STAR RNA-seq Alignment

STAR (Spliced Transcripts Alignment to a Reference) is the gold standard for RNA-seq alignment — sensitive to novel junctions, fast, and the default in nf-core/rnaseq. The 2026 reality: STAR 2.7.11+ has improved memory management and 2-pass mapping is now standard for sensitive analyses. The cost: ~40 GB RAM for human genome index generation.

When to use

Bulk RNA-seq with novel junction discovery (most cases).
Single-cell RNA-seq (STARsolo).
Chimeric / fusion detection (with --chimOutType).
Long-read cDNA / ONT direct RNA (use --alignEndsType Extend...).

When NOT to use

Genome with no annotation and small memory budget → use HISAT2 (this category) or minimap2 -ax splice.
DNA-seq → use bwa-mem or bwa-mem2.
Quantification-only → use pseudo-alignment (salmon / kallisto).

Prerequisites

STAR ≥ 2.7.11
samtools ≥ 1.19
Reference FASTA + GTF
~40 GB RAM and 50 GB disk for human index

Core workflow

Generate the genome index with STAR --runMode genomeGenerate.
Align reads with STAR --runMode alignReads.
2-pass mapping for sensitive novel junction discovery: first pass produces a SJ.out.tab, second pass uses it.
Sort and index the BAM (STAR can output sorted BAM directly with --outSAMtype BAM SortedByCoordinate).
Index the BAM with samtools index.

Code patterns

Generate the genome index (one-time, ~40 GB RAM for human)
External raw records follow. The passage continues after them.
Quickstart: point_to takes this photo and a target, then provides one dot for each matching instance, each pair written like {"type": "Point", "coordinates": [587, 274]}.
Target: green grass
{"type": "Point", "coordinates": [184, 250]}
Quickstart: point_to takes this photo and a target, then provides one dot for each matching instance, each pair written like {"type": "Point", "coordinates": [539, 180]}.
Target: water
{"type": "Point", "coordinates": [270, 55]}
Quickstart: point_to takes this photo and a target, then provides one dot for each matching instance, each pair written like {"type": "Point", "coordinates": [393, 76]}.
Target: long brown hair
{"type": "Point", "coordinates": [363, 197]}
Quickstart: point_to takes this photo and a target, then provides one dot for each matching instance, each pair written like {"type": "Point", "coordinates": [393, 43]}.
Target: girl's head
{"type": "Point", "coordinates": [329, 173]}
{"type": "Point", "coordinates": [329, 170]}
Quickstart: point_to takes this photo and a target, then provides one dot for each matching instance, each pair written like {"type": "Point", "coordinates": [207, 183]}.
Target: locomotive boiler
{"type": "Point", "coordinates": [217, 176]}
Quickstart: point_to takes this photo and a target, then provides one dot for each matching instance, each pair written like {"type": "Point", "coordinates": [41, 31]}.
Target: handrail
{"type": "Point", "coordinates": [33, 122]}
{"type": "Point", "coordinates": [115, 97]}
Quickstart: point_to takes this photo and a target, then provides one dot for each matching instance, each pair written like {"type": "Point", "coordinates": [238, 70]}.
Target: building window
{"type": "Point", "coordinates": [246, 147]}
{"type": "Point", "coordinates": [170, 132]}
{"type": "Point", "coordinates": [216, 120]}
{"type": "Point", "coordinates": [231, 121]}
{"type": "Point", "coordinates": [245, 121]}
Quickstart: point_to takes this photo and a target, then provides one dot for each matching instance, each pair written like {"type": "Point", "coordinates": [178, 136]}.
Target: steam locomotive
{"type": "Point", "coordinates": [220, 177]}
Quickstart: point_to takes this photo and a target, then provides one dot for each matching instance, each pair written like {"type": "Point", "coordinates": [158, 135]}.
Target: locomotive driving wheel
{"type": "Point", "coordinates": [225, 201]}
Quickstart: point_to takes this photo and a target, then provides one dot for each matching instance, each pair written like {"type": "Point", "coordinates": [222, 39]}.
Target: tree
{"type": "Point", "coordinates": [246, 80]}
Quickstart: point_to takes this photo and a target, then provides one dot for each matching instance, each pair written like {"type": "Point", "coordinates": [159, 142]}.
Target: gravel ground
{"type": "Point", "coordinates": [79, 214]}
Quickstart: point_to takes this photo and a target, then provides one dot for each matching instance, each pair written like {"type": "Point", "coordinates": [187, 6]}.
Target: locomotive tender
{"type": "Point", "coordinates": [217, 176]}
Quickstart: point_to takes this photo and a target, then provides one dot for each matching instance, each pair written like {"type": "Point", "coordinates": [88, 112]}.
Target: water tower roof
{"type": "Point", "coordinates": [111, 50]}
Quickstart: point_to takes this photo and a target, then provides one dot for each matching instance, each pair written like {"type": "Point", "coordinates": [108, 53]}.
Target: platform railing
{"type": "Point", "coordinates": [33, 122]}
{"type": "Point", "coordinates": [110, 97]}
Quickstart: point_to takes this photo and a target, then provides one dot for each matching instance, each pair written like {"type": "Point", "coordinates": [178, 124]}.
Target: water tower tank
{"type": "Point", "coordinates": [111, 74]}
STAR --runMode genomeGenerate \
    --runThreadN 16 \
    --genomeDir star_index/ \
    --genomeFastaFiles reference/genome.fa \
    --sjdbGTFfile reference/genes.gtf \
    --sjdbOverhang 149 \
    --genomeSAindexNbases 14

--sjdbOverhang 149 for 150 bp reads; for shorter reads, set to read_length - 1.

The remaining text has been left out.